🤖 AI Summary
This work addresses the inefficiency in sample utilization during reinforcement learning-based post-training of large language models, where a fixed rollout budget per prompt fails to account for varying signal quality across prompts. The authors propose CERO, the first method to integrate Bayesian variance estimation with Fenchel dual optimization, framing adaptive budget allocation as an online resource allocation problem under global constraints. By modeling prompt success probabilities with a Beta posterior and constructing a concave, saturating utility function based on Bayesian variance, CERO employs projected online gradient descent to update dual variables, enabling coupled budget allocation across both training rounds and prompts.

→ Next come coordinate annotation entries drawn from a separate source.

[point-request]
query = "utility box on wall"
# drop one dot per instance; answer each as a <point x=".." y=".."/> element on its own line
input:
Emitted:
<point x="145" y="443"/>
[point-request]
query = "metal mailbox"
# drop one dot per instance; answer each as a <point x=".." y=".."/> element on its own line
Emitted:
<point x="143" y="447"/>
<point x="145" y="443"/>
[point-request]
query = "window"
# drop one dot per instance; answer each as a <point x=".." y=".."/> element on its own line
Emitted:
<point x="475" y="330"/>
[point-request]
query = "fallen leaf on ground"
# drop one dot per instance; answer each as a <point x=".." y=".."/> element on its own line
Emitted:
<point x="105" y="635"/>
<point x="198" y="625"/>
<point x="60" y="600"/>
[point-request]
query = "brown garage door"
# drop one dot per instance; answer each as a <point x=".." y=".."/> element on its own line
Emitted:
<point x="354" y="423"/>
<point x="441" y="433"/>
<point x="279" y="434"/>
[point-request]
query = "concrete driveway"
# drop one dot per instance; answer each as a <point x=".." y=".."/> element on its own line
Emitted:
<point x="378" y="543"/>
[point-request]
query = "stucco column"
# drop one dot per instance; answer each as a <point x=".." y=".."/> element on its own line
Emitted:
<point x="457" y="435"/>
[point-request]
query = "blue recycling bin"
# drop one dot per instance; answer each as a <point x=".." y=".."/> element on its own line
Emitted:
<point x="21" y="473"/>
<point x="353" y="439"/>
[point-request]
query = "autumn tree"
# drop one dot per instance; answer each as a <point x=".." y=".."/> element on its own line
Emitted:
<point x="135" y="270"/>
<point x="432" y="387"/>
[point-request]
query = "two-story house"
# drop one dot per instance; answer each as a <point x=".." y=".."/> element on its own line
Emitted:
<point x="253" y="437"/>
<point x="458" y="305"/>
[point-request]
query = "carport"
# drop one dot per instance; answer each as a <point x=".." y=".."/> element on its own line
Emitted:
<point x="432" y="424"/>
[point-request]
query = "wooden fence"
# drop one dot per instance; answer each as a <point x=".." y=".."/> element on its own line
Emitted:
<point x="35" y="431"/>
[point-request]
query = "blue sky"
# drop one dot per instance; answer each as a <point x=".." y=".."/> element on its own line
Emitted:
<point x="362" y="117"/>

The approach comes with theoretical regret bounds and demonstrates significant improvements over GRPO in sample efficiency across multiple open-source large language models and mathematical reasoning benchmarks.
📝 Abstract
LLM post-training often relies on reinforcement learning methods that sample multiple rollouts per prompt, yet most existing approaches use a fixed rollout budget for every prompt, despite large differences in the training signal different prompts provide. In this paper, we study adaptive rollout allocation under a fixed global budget and formulate the problem as online resource allocation with prompt-level diminishing returns. Our method, CERO, maintains a Beta posterior over each prompt's success probability and uses the posterior expected Bernoulli variance as a Bayesian estimate of the value of additional rollouts. We use this estimate to construct a concave, saturating utility over cumulative allocations, yielding an objective in which decisions across prompts and epochs are coupled by the global budget. Since the resulting objective is temporally nonseparable, we derive a Fenchel-dual reformulation and update both prompt-level and budget-level dual variables via projected online gradient descent. Under fixed prompt utilities, we prove an $O(\sqrt{K})$ regret bound against the offline allocation benchmark. Experiments on mathematical-reasoning problems show that CERO consistently outperforms GRPO across multiple open-weight LLMs and benchmarks, demonstrating that adaptive rollout budgeting can improve sample efficiency.